El día de la boda, la familia Wei incluso contrató el grupo musical más grande de Hanjing para acompañar a la novia hasta la casa de los Xiao. También lanzaron monedas de cobre para que la gente que observaba el camino también pudiera compartir en la alegría. Padre, si estás en el cielo, seguramente estarás muy feliz por tu hija.
Cuando el palanquín nupcial llegó a mitad de camino, los dos grupos de invitados se encontraron. Chunxi quería arreglarse en casa y no podía unirse a la celebración, pero había escuchado hablar sobre todo el esplendor de la boda por boca de la tía Li.
El grupo de la familia Wei era tan grande que la gente que observaba estaba demasiado ocupada recogiendo las monedas de alegría y no se dieron cuenta de que también había otra boda. Sin embargo, Wei Lingzee se fijó enseguida en cómo la tía Li recibía las donaciones de ambas familias y calculó el momento justo para unirse al grupo y recoger unas veinte o treinta monedas de cobre.
Entonces reparó en Shen Qingyuanuan y en el discreto palanquín nupcial que lo seguía.
“La familia Wei es realmente generosa; las monedas de alegría se distribuyen como si fueran flores.
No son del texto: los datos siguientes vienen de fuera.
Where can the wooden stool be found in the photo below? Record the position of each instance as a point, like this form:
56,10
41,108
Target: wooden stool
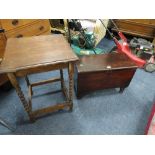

El grupo de invitados es realmente impresionante, parece no tener fin. Y el joven señor Wei es increíblemente atractivo… Nunca he visto a un hombre tan guapo en toda mi vida”, pensó Chunxi dentro del palanquín.
Shen Qingyuanuan notó la mirada de Wei Lingzee de inmediato y levantó la vista. La tía Li seguía hablando sin parar mientras masticaba semillas de calabaza.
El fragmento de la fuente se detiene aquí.